Kill began seeing a new epileptologist last November, Dr. Ilo Leppik, who works closely with Rebecca Kill to help monitor her husband’s progress.
“He looks better than he’s ever looked,” Teague said. “That’s because of the lifestyle changes. He’s working out more and eating better.”
Kill said in an interview this summer, “I’d walk away if I didn’t think I could do it.” Asked if he and Kill have discussed a scenario where the seizures simply become too much to continue, Teague said, “We have not, and I don’t expect Jerry to bring any of that up to me. I mean, he’s a competitor, and he is a great coach, and I have full faith that we can move forward with the program.”
Gregg Doyel, a national columnist for CBSSports.com, wrote a piece Saturday questioning whether it should be Kill’s decision to continue coaching.
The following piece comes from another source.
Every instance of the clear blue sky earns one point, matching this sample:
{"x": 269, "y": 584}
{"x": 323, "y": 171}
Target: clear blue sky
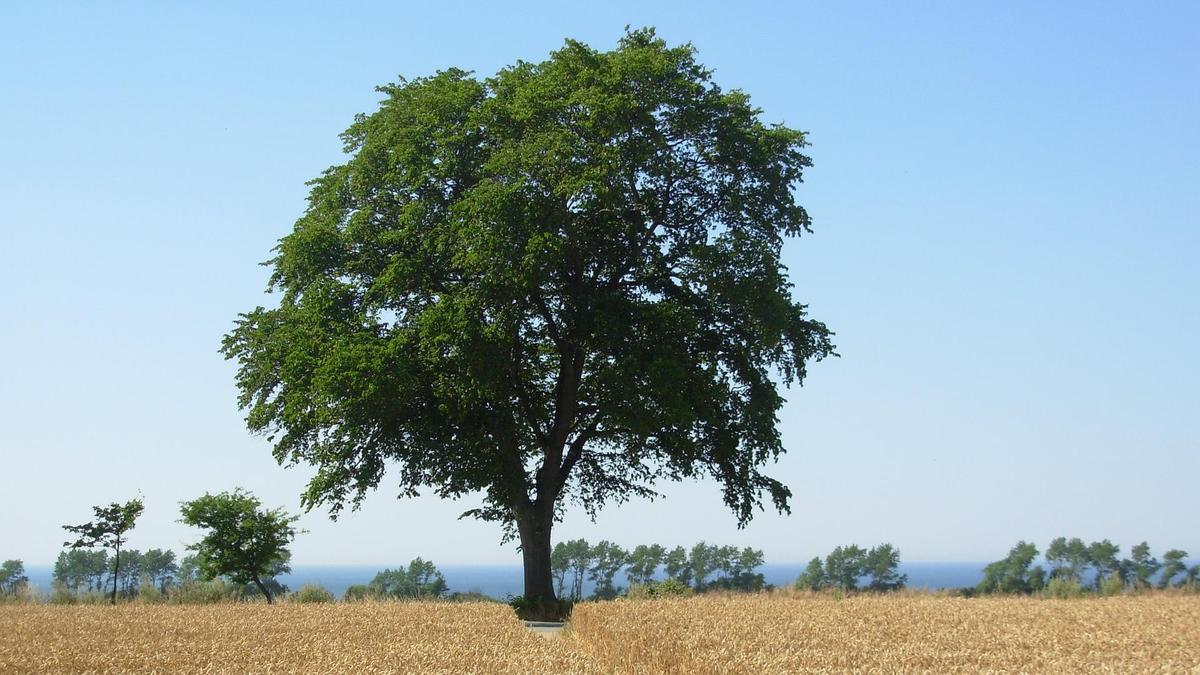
{"x": 1006, "y": 242}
“People die from epileptic seizures,” Doyel wrote. “It’s called Sudden Unexpected Death in Epilepsy (SUDEP), and according to EpilepsyFoundation.org, it happens to about one in 1,000 epilepsy sufferers per year. But the odds go way up for people who, like Kill, have more frequent seizures — as high as one in 150 people.”
Vicki Kopplin, the Epilepsy Foundation of Minnesota’s executive director, refuted this point, noting Kill goes long stretches between seizures, while others with epilepsy have up to 100 seizures per day.
“I was really, really concerned about the reference to SUDEP in relation to Coach Kill; I find it very irresponsible,” Kopplin said. “People do die from SUDEP, but to my knowledge, nobody has ever died from SUDEP while receiving medical treatment.”
Kopplin was in Rebecca Kill’s suite at TCF Bank Stadium when Kill’s seizure struck Saturday.
“They have a seizure plan of action, and it was beautifully executed,” Kopplin said. “Everybody did exactly what they needed to do — the players, the coaches, the university, Rebecca, their daughter, Krystal — and there was a positive outcome.”
By that, Kopplin meant the 29-12 victory over Western Illinois, which came after the Gophers led only 7-6 at the time of Kill’s halftime seizure.
“Look at the way our kids operated in the second half, and the way his assistants don’t miss a beat moving forward,” Teague said. “All in all, it’s a well-oiled machine.”
Leppik, who can’t comment on Kill’s specific medical situation, is a former president of the American Epilepsy Society.
“My hope is that someday, people with epilepsy will be judged not by the nature of their seizures, but by the character of their lives,” Leppik said via e-mail. “In this, coach Kill has succeeded. He has destigmatized epilepsy to the point that not only did the game go on with little disruption, but it ended in victory.”